PERIES: And I understand, Dimitri, you’re being asked to debate. Is it divestment or engagement that is a better strategy for effecting meaningful change in terms of investment in this area. So what are you going to argue?
LASCARIS: Well, the first thing I’m going to argue is that engagement has not only been a colossal failure; it is doomed to be a colossal failure. And that is simple for this reason, as Naomi Klein has said: the business model of fossil fuels companies is to wreck the planet. It is written into their DNA to develop oil and gas reserves, to exploit oil an gas reserves, and to sell oil and gas reserves to the public to be burned. And any engagement policy is effectively trying to change the way they fundamentally do business, and in my view, that’s not something that can realistically be achieved.

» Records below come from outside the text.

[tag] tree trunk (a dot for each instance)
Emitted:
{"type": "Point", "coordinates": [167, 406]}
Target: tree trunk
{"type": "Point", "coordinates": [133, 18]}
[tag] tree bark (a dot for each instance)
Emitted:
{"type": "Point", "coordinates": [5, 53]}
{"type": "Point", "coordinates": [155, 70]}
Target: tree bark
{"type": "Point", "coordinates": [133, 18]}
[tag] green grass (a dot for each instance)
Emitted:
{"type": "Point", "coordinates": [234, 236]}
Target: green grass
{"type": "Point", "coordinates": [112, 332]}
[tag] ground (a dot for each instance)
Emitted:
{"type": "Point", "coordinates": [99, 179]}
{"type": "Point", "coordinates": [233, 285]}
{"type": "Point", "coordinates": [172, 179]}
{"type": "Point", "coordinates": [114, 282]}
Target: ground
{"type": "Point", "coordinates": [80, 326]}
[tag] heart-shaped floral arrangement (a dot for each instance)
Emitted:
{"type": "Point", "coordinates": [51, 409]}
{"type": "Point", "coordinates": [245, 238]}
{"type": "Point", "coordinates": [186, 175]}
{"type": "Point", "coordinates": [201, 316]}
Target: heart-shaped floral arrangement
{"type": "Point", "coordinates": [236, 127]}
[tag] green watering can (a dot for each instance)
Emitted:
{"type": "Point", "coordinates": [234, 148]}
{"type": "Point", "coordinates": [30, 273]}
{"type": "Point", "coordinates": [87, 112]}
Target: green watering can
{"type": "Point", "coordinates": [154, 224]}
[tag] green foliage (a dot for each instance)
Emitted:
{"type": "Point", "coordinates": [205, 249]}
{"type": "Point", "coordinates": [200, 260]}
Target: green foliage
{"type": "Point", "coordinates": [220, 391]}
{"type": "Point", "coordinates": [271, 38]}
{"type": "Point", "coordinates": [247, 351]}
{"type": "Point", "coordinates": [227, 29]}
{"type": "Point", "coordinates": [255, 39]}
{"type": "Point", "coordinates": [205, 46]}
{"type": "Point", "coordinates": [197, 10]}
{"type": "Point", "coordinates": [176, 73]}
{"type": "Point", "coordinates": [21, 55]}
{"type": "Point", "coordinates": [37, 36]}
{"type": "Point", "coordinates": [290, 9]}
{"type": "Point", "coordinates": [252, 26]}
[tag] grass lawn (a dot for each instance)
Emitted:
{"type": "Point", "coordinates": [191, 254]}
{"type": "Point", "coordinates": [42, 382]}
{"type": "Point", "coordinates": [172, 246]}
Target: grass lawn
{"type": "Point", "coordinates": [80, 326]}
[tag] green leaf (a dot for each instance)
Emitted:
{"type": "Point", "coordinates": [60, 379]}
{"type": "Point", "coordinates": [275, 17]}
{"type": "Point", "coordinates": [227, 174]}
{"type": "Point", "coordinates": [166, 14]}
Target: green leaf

And a perfect example of this was a recent success or what was believed to be the success of an activist group of shareholders in persuading Exxon Mobil to disclose in its shareholder disclosures the risks arising from the fact that its reserves greatly exceed what can be safely extracted and burned. And, you know, at the time, everyone thought that this was a gamechanger, but when in fact the new ExxonMobil effectively said was, well, we don’t think that we’re going to have to leave any of our reserves in the ground. We think it’s highly likely that we’re going to be able to extract and exploit all of them.
And that’s just as I say. If you’re long the fossil fuels industry, if you’ve investing in the fossil fuels industry, whether wittingly or unwittingly, you are making a wager that humanity is going to collectively commit suicide.
And that representation by ExxonMobil, in my view, is completely devoid of credibility. A much more effective strategy is to divest on a massive scale, which would cause demand for the shares of these companies to go down, and therefore their cost of capital to go up. They will become less profitable. And quite apart from that, the divestment will stigmatize these companies and, I think, send a powerful moral message to the public at large that their mission is not consistent with the interests of humanity, and particularly of future generations. And we need to disengage.
That’s going to be the view that we’re going to be articulating, and I’m hopeful that the administration of the university, amongst other universities, will be persuaded at the end of the day to do the right thing.
PERIES: Well, I wish you a favorable outcome, Dimitri. And our time is up. So think you for joining us on The Real News Network.
LASCARIS: Thank you.
PERIES: And thank you for joining us on The Real News Network as well.